Hace dos semanas, el progresismo chileno vio cómo se le abría una oportunidad para triunfar en las generales de noviembre próximo. La decisiva victoria de Jeannette Jara en las primarias transformó la tendencia a la baja en las encuestas que vaticinaban una derrota segura frente a la derecha. ¿Su victoria se debió a los videos de TikTok? ¿Fueron los jóvenes votantes quienes la impulsaron? ¿Fue su nítida agenda de propuestas? ¿Es simplemente su cercanía? Como ocurre con la mayoría de las candidaturas que logran un momentum con su electorado, la respuesta no encaja en una sola categoría y probablemente sea “todas las anteriores”. Lo que sí: su campaña debe ser tenida en cuenta. Mientras el costo promedio de los votos de sus adversarios fue de 2 dólares, el de la campaña de Jeannette fue la irrisoria suma de 0,05 centavos de dólar.

En la primaria, Jara compitió con dos pesos pesados. Por un lado, Carolina Tohá, experimentada dirigente de la Concertación, ministra del Interior del gobierno actual e hija de uno de los ministros de Allende asesinados por la dictadura pinochetista. Tohá es una dirigenta cuya biografía es, en parte, la historia de la recuperación democrática chilena. Por otro lado, estaba Gonzalo Winter, joven dirigente del Frente Amplio y una de las voces más lúcidas de la política chilena. Ha oficiado como una de las espadas más claras en la defensa del gobierno de Boric y, probablemente, dada su juventud, seguro tenga revancha para la pelea presidencial. Su triunfo puede dejar algunas enseñanzas para las distintas batallas electorales que se avecinan en nuestro país.

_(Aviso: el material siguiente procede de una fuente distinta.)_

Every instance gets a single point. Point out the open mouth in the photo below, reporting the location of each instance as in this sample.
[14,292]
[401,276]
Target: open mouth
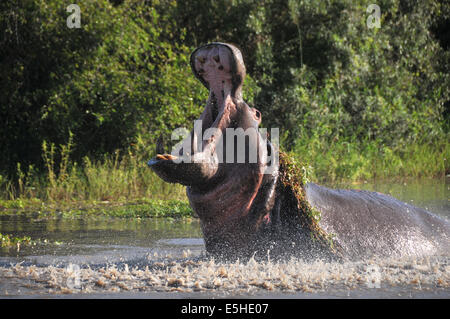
[220,68]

Toda campaña tiende a ser efectiva si su relato —que consta de un héroe, un villano, unas víctimas, una amenaza, una oportunidad y una solución— logra ser consistente, impactar y resonar en el electorado. Si bien siempre hay innovaciones, lo sustantivo está en poder desplegar esta clásica estructura.

La campaña de Jara hizo de su historia personal el principal elemento de posicionamiento. Es que su historia es la de la gran mayoría de los chilenos: “Vengo de una familia modesta de la comuna de Conchalí, donde siempre se tuvo que luchar para salir adelante. Mi historia es la de millones de chilenos que no vienen de la élite y que han forjado su camino con esfuerzo (...) Sé lo que es preocuparse por llegar a fin de mes, por la olla, por la educación de los hijos.”

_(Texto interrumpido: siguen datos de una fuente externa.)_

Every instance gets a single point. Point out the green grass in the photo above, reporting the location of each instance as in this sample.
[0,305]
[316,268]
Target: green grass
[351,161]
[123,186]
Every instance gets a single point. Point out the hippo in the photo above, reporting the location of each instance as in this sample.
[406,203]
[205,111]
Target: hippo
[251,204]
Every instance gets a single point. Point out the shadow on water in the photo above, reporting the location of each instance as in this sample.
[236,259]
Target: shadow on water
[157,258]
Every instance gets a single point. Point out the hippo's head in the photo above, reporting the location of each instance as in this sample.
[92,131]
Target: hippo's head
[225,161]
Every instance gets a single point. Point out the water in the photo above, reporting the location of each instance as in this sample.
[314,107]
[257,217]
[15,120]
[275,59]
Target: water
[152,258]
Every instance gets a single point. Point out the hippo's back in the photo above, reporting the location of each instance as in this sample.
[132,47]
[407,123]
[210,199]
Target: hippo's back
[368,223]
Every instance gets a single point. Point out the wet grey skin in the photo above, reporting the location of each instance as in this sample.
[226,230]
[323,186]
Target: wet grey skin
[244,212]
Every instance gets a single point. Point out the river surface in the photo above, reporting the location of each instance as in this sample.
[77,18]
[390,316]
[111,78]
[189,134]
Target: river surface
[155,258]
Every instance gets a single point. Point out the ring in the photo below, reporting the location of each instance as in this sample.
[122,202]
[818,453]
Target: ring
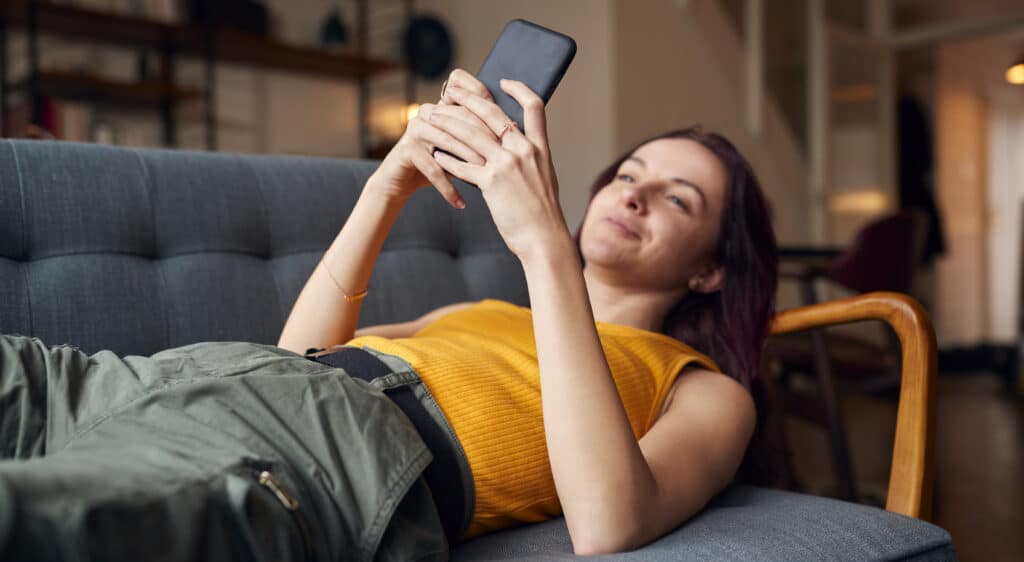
[508,126]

La heroína fue ella, como mujer popular con la cual poder identificarse: primera universitaria de su familia, madre, ministra. Una vida construida en base al esfuerzo y el mérito. Alejada de cualquier artificialidad, se presentó como alguien que “te va a entender” porque ha vivido lo que muchas personas viven. Su historia no fue de épica abstracta, sino de esfuerzo cotidiano.

La amenaza fue la posibilidad de retroceder: en derechos, en dignidad, en representación. No la nombró con dramatismo, pero sí con convicción. La idea de que la política volviera a alejarse de las mayorías, que el progresismo se volviera puramente tecnocrático o que la derecha lograra imponer una restauración conservadora sobrevoló toda su campaña.

Las víctimas de esa amenaza fueron el pueblo trabajador, las mujeres, quienes apostaron por el cambio y se sintieron defraudados. Esa parte de la sociedad que quiere transformación, pero que también necesita que alguien la cuide y la escuche. Y, sobre todo, que se parezca a ellos y ellas.

Los villanos no fueron caricaturizados, pero sí delineados: una élite que no entiende al país que dice gobernar; una clase política que promete pero no cumple; una derecha que quiere borrar lo conquistado. Incluso el riesgo simbólico del “progresismo elitista” estuvo sugerido en contraste con su cercanía popular.

La oportunidad, entonces, fue redefinir el rumbo del oficialismo no hacia el centro, sino hacia la coherencia. No moderarse, sino afirmarse con claridad y ternura. No ofrecer grandes soluciones teóricas, sino proteger lo ganado y comprometerse con lo posible.

Y la solución fue su figura: la ministra que cumplió, la candidata que no grita, la mujer que representa sin impostar. Su mensaje fue claro: no soy perfecta, pero soy confiable. Y he demostrado —con la Ley de 40 horas, con la reforma de pensiones— que puedo cumplirle a las y los chilenos. No vengo a inventar, vengo a sostener y a “trabajar incansablemente por Chile”.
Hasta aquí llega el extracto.